Enhancement request: Auto-assign scan result

[ghsa-retrieval]

Is your enhancement request related to a problem? Please describe. The SBOM import allows to trigger as scan of all contained packages. If a valid URL can be determined for the respective packages, it will be scanned to find key license files. However, it will not automatically assign the findings as the actual license of the package. It would be great if there was an option for the SBOM import to automatically assign the scan results.

What are the benefits of the requested enhancement? Instead of having to manually assign the scan results' license for every single package of a product, the user can check the assignment and scan results for errors. This speeds up the process under the assumption that most scan results will produce accurate license identification and there are far fewer cases that need manual correction.

Describe the solution you would like A checkbox in the SBOM import that controls whether or not the declared license identified by the scan results will be applied to the package automatically. The option should also be included in the API.

Additional notes

[tdruez]

Hi @ghsa-retrieval! The automatic package update from scan results is already implemented in DejaCode.

Could you confirm that you enabled the "Update packages automatically from scan" option on your Dataspace?

When true (checked), enables an automatic DejaCode process to update selected Package fields (such as license expression, primary language, copyright, etc.) when a package scan is completed, depending on the quality of the scan results.

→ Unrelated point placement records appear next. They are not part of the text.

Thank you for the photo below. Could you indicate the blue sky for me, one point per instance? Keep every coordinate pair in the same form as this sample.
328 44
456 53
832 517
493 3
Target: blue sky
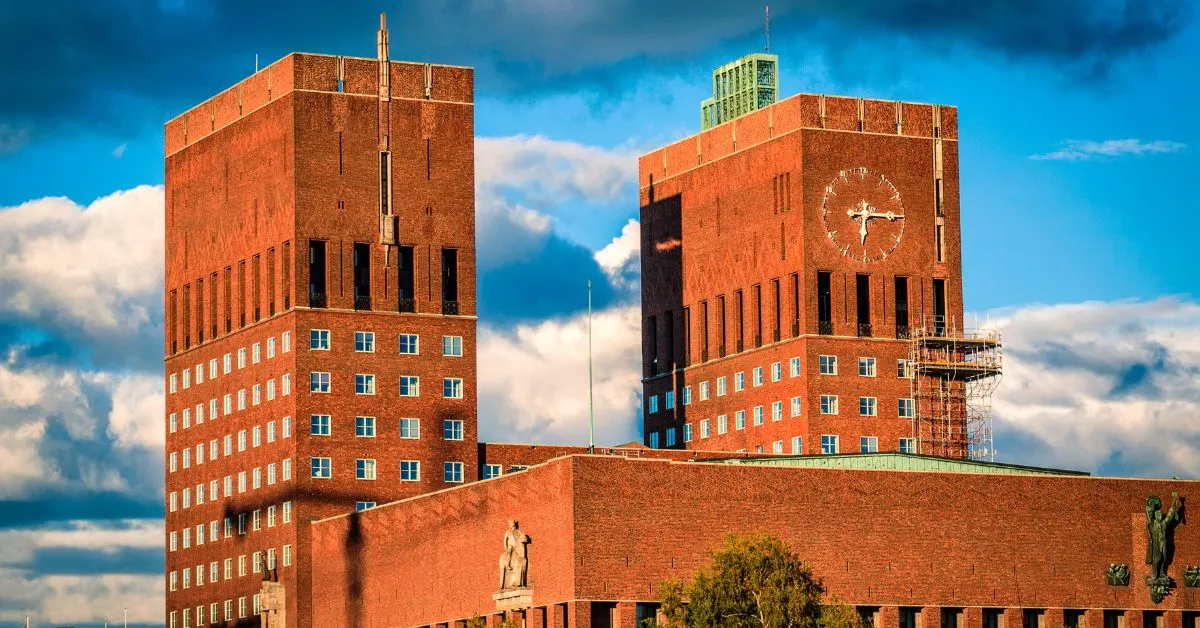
1078 155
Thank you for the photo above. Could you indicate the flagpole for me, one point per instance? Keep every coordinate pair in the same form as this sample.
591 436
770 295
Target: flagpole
592 444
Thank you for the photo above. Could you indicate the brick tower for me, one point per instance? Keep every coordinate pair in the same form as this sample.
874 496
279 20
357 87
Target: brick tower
321 315
790 259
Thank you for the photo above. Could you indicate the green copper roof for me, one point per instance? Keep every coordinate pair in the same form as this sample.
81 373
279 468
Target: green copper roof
897 462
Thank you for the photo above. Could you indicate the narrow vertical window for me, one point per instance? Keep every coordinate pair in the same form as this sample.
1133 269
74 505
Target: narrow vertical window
863 292
257 295
270 281
450 281
939 306
901 315
405 270
228 309
317 270
286 265
361 276
779 309
825 303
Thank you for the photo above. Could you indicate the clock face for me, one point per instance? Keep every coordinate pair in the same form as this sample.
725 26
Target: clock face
863 215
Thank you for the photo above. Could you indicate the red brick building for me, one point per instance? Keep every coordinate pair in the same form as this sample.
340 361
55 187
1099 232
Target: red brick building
321 312
789 258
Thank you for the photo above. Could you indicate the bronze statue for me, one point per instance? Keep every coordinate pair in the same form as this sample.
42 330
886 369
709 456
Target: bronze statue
1158 544
515 558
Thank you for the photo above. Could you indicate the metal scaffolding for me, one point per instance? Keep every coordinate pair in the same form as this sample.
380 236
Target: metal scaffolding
954 374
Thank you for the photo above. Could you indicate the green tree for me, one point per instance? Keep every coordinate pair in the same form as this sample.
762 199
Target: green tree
754 581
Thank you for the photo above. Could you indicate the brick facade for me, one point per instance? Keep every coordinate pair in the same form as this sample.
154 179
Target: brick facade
292 156
733 238
606 530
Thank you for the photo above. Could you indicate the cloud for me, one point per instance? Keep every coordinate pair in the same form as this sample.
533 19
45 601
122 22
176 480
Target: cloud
127 55
88 276
541 393
1113 388
1086 149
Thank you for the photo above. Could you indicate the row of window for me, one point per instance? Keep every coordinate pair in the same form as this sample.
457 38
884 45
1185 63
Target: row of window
215 406
365 342
828 365
322 382
256 356
216 532
365 470
198 497
215 446
365 428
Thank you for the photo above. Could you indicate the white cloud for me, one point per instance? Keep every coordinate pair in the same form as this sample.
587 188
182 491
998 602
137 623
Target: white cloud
1103 387
540 394
1087 149
95 268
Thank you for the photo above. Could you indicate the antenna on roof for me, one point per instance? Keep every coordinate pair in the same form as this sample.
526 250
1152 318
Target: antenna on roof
766 24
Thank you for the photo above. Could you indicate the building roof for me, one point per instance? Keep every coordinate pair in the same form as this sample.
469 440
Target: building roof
892 461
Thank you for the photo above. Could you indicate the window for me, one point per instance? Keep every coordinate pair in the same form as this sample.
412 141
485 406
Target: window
322 468
409 344
364 384
828 364
409 470
867 366
364 468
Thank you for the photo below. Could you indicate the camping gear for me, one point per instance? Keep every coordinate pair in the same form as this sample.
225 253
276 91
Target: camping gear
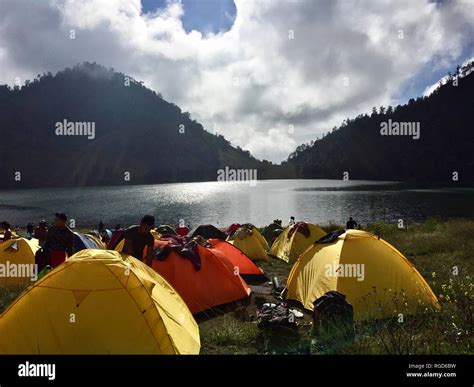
99 302
20 252
165 229
208 231
96 238
56 257
117 236
294 240
84 241
269 232
333 312
186 248
249 240
237 261
276 316
214 283
374 276
44 271
230 230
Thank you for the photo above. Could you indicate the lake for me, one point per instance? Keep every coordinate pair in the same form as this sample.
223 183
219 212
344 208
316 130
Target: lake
223 203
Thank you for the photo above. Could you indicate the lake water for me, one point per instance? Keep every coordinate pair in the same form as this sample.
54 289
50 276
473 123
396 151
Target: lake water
223 203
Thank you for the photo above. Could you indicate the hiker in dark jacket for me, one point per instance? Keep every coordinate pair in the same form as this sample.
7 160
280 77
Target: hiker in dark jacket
137 237
41 233
60 241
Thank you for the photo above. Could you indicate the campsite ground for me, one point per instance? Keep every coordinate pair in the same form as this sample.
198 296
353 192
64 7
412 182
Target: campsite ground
441 250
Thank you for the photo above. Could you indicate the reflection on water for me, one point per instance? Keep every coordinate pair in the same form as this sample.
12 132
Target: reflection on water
222 203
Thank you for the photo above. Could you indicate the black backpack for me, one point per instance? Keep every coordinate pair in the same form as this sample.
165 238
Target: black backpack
333 312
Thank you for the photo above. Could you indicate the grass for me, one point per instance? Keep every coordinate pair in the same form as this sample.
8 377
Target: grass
441 250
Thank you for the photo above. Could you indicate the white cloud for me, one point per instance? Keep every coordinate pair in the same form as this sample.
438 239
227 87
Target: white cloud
251 82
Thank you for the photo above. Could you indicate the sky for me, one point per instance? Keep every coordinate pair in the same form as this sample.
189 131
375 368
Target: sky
267 74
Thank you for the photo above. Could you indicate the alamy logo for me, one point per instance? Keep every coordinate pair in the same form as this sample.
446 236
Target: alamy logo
37 370
230 174
347 270
395 128
19 270
72 128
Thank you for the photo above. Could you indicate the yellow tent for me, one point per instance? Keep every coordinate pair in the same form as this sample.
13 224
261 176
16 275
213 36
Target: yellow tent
291 243
17 262
375 277
99 302
250 242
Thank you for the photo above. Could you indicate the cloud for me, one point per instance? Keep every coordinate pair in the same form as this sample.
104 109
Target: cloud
302 63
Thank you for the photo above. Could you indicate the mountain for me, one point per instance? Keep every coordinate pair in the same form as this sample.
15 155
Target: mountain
138 137
444 149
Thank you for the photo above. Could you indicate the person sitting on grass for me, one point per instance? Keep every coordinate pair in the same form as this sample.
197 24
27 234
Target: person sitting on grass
137 237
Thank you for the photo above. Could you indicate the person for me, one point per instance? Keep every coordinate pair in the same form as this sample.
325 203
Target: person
292 221
182 230
7 233
30 230
41 232
137 237
351 224
59 241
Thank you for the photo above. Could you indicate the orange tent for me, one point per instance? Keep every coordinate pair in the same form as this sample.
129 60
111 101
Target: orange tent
215 283
236 259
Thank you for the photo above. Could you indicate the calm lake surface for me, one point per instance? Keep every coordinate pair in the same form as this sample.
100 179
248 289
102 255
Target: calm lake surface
223 203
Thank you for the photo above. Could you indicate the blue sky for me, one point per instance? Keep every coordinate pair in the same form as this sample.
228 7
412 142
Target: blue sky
201 15
255 83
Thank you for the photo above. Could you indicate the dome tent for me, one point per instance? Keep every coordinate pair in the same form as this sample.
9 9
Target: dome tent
99 302
375 277
292 241
249 240
214 282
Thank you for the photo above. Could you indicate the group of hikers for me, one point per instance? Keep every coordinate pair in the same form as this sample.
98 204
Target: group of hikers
57 240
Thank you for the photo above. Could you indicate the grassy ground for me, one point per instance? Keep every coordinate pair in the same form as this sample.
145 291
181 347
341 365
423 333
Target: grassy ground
442 251
437 248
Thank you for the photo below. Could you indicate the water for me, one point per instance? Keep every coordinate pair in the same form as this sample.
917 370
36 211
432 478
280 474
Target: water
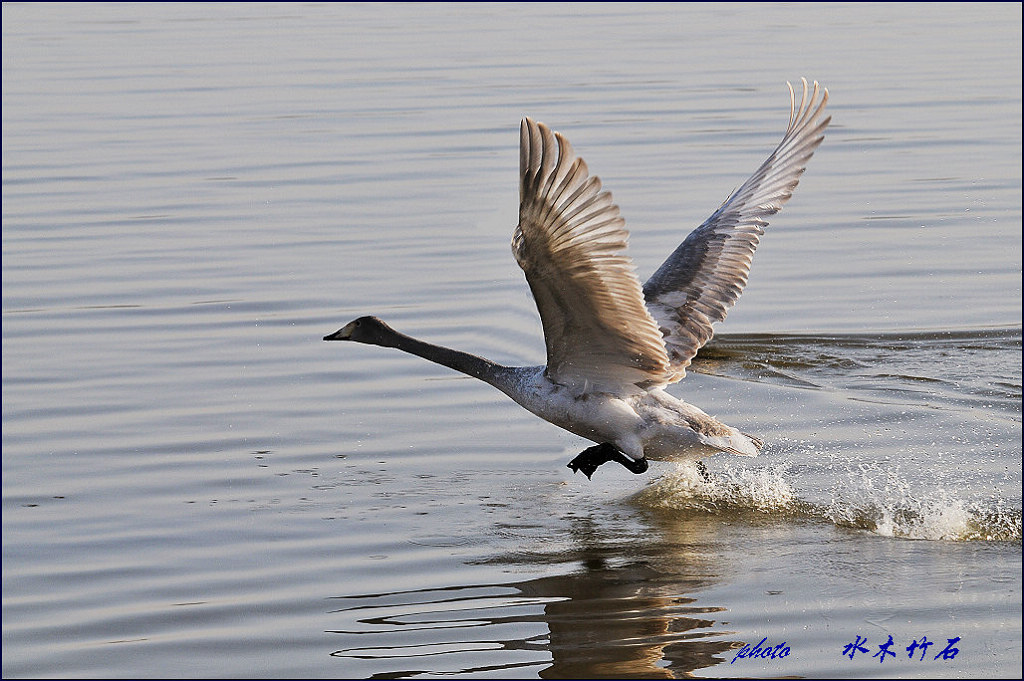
195 484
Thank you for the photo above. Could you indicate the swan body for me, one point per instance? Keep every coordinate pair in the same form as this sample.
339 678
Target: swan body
611 344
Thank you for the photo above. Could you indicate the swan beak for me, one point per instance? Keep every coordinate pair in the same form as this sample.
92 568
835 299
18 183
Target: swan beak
345 333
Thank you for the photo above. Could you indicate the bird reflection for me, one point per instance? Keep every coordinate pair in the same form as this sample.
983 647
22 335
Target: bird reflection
616 615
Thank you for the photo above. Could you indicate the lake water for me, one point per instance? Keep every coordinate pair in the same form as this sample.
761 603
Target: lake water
196 484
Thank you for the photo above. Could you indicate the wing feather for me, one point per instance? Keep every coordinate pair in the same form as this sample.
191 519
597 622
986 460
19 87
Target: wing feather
702 279
570 242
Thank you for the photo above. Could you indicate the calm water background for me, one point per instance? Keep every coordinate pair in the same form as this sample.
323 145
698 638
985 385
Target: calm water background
195 484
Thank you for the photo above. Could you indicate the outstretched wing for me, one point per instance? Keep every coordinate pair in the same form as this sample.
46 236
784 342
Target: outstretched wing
570 243
705 275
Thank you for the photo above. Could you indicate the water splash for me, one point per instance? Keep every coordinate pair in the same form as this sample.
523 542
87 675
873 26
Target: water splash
881 501
728 490
872 498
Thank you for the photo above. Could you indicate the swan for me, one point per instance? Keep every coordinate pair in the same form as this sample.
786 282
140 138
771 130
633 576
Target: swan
612 346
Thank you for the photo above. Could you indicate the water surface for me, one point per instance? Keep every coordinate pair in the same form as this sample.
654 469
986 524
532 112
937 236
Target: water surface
195 484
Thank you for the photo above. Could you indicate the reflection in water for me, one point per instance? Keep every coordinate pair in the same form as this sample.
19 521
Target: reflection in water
606 620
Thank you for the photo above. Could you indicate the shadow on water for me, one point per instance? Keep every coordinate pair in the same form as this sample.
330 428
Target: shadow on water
619 613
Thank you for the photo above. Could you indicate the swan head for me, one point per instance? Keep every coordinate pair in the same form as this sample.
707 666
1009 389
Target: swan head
366 330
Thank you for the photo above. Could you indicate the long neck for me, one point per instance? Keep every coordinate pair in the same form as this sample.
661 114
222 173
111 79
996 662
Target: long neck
468 364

Note that only empty fields are updated during this process. For example, if a license is already defined for a package, it will not be overridden by the scan results.

Now, if you already enabled the feature at the Dataspace level and the automatic updates are not applied, that's a bug and we can look into it. First, can you access the ScanCode.io UI of the instance linked to your DejaCode application. Click on any "Success" green button on the Project list view and confirm that the post-scan webhook is properly submitted and received. This should look like:

A webhook is sent to DejaCode once the Scan completes as a call back to let DejaCode know that Scan results are available for the automatic update. Let's confirm first that this communication between the 2 apps operates properly.

[ghsa-retrieval]

@tdruez Thank you for the quick reply. "Update packages automatically from scan" is enabled, but I will double check my test cases just to be sure and report back.

[ghsa-retrieval]

It seems that there is an error with the webhooks. Checking on project scans that ran successful in ScanCode.io show the following error:

No connection adapters were found for '/products/import_packages_from_scancodeio/IjJjNzA2MGZiLWUxMzAtNDVlZS1hMWRjLWRiMjUyNDNlZDk0ZiI:1sOYrv:2aigIZ7zdZiEBzEF1ORQ6f_JlU3Q4fhSR9Iuyj0eFI8/'

I've also tested this on the public demo instance and there it works properly, so this seems like a configuration issue on the local instance. Could this be network related? What connections from where to where are needed for the webhooks to work?

[tdruez]

@ghsa-retrieval Looking at the "Target URL" value, it looks like it's missing the domain.

You need to define the SITE_URL entry in your DejaCode settings. https://dejacode.readthedocs.io/en/latest/application-settings.html#site-url To be fair, this is not properly documented and I will update the documentation regarding the need for SITE_URL in the context of the ScanCde.io integration at https://dejacode.readthedocs.io/en/latest/dataspace.html#enable-package-scanning-with-your-scancode-io-server

Now, simply set the following in your .env (using on the URL you are using the access the DejaCode app)

For example:

SITE_URL=http://127.0.0.1:8000/

or:

SITE_URL=http://host.docker.internal/

You can then restart DejaCode and try again, further Scan should submit the proper webhook URL for the callback that triggers the automatic data update.

[ghsa-retrieval]

@tdruez Thank you for your help! Setting the SITE_URL unfortunately did not fully resolve it. It looks like ScanCode's webhook runs without errors now, but DejaCode still does not assign the license. Do you have any ideas what else might be wrong? Should the status be on {"message": "Received, packages import started."} or does that indicate something is stuck on DejaCode's side?

Edit: I've checked and the IP matches the one I'm accessing DejaCode under in my browser. This is a setup where DejaCode and ScanCode.io run on separate servers.